This section, originally enacted as section 619 of the Revenue Act of 1932, supra, supplies the necessary definition of the word “price” which must be defined *445 for purposes of the excise tax because it is the price for which an article is sold that provides the basis upon which the tax is computed. For example, section 4211 provided a limitation upon the excise tax on matches (other than wooden matches) of “not more than 10 percent of the price for which so sold * * (Emphasis supplied). Therefore, in order to determine the limitation of section 4211, the taxpayer must know what is included in the term “price”.

To assist taxpayer in the determination of what is to be included in the manufacturer’s sales price for excise tax purposes, the Treasury, in 1939, issued G.C.M. 21114, 1939-1 Cum.
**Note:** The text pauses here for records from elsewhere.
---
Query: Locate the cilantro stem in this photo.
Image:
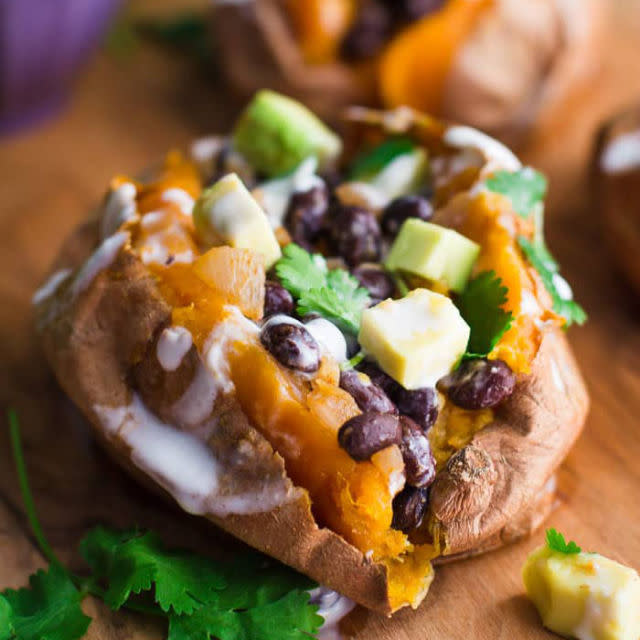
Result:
[7,409,67,573]
[340,351,367,371]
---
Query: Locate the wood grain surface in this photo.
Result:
[0,0,640,640]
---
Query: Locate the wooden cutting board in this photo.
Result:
[0,0,640,640]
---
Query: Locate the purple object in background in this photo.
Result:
[0,0,121,134]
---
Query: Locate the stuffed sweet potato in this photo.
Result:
[34,92,588,613]
[212,0,604,140]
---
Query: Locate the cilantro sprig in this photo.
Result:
[0,412,323,640]
[275,243,370,334]
[547,529,582,555]
[485,167,547,218]
[456,271,513,358]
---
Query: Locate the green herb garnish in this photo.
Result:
[275,243,370,334]
[547,529,582,555]
[485,167,547,218]
[456,271,513,358]
[0,412,323,640]
[518,236,587,327]
[349,137,416,180]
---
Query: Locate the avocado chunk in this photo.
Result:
[386,218,480,293]
[193,173,282,269]
[358,289,470,389]
[522,545,640,640]
[233,90,342,176]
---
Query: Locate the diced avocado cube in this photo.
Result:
[233,90,342,176]
[358,289,470,389]
[522,545,640,640]
[386,218,480,293]
[193,173,282,269]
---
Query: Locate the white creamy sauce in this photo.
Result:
[93,394,299,516]
[31,269,72,305]
[255,156,324,229]
[156,327,193,371]
[309,587,356,640]
[71,231,130,297]
[600,131,640,173]
[553,273,573,300]
[203,306,260,393]
[444,126,522,171]
[162,187,195,216]
[100,182,138,238]
[304,318,347,363]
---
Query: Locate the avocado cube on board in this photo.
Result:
[193,173,282,269]
[386,218,480,293]
[358,289,470,389]
[233,90,342,176]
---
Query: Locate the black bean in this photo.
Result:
[382,196,433,236]
[391,486,429,533]
[352,263,396,300]
[260,316,320,373]
[340,1,392,61]
[438,358,516,409]
[400,416,436,487]
[338,412,402,461]
[285,183,329,249]
[391,385,438,431]
[340,369,398,414]
[264,280,294,318]
[329,205,382,267]
[385,0,446,22]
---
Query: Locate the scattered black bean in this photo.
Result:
[260,316,320,373]
[340,369,398,414]
[285,184,329,249]
[391,486,429,533]
[340,1,392,61]
[352,263,396,301]
[330,205,382,267]
[385,0,446,22]
[264,280,294,318]
[400,416,436,488]
[338,412,402,461]
[391,385,438,431]
[382,196,433,236]
[438,358,516,410]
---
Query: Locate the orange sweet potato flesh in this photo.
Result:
[286,0,356,64]
[379,0,493,114]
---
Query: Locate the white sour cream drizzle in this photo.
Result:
[71,231,130,297]
[100,182,137,238]
[93,394,299,517]
[31,269,72,305]
[156,327,193,371]
[309,587,356,640]
[162,187,195,216]
[600,131,640,173]
[443,126,522,171]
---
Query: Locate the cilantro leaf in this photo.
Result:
[169,590,323,640]
[485,167,547,218]
[0,594,15,640]
[457,271,513,356]
[276,243,370,333]
[81,527,226,613]
[0,564,91,640]
[547,529,582,555]
[518,236,587,327]
[349,137,416,180]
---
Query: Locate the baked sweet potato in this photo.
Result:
[212,0,606,141]
[34,102,588,614]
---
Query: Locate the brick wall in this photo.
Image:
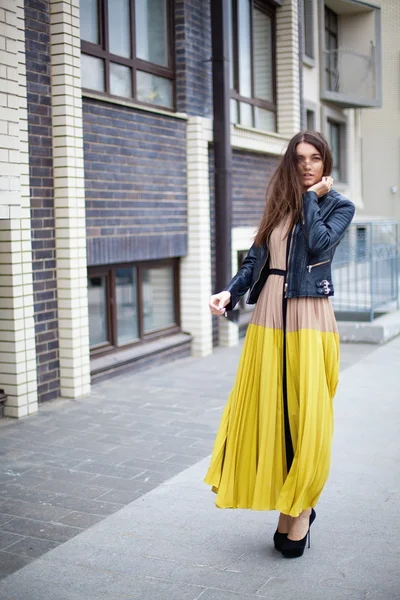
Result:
[232,150,279,227]
[83,99,187,265]
[25,0,60,401]
[175,0,212,117]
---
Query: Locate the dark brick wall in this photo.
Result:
[209,146,279,346]
[175,0,212,117]
[83,99,187,265]
[232,150,279,227]
[25,0,60,402]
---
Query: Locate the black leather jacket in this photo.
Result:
[225,190,355,311]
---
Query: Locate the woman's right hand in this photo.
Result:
[208,292,231,316]
[307,177,333,198]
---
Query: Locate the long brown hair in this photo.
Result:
[254,131,333,246]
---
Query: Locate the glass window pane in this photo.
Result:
[110,63,133,98]
[108,0,131,58]
[135,0,169,66]
[254,106,276,131]
[88,275,108,346]
[306,110,315,131]
[81,54,104,92]
[238,0,252,98]
[143,267,175,333]
[303,0,314,58]
[79,0,99,44]
[115,267,139,346]
[254,9,274,102]
[240,102,254,127]
[329,122,341,181]
[230,98,239,123]
[136,71,173,108]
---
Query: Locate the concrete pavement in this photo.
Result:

Bull. (Part 1) 351. This memorandum was issued primarily to explain the exclusionary part of section 4216(a) which provided that “[a] transportation, delivery, insurance, installation,, or other charge (not required by the foregoing sentence to be included) shall be excluded from the price * * The G.C.M., by way of responses to questions, provided generally that only in respect of bona fide sales may the charges specified in section 619 [§ 4216(a)] be excluded. (G.C.M. 21114, supra). One of such questions is addressed to the same problem with which we are concerned, and the answer thereto is the same as the defendant’s position in this ease:

Question (2): A manufacturer makes no sales from the factory, all deliveries being made from branch warehouses in various cities, the price to the customer being the same at all the warehouses. May he exclude the freight charges incurred in shipping his products to the branch warehouse ?
Answer: A distinction should be drawn in considering the exclusion of freight charges from the selling price between shipments of goods for the sole benefit and convenience of the manufacturer and other shipments constituting the delivery of articles in connection with their sale.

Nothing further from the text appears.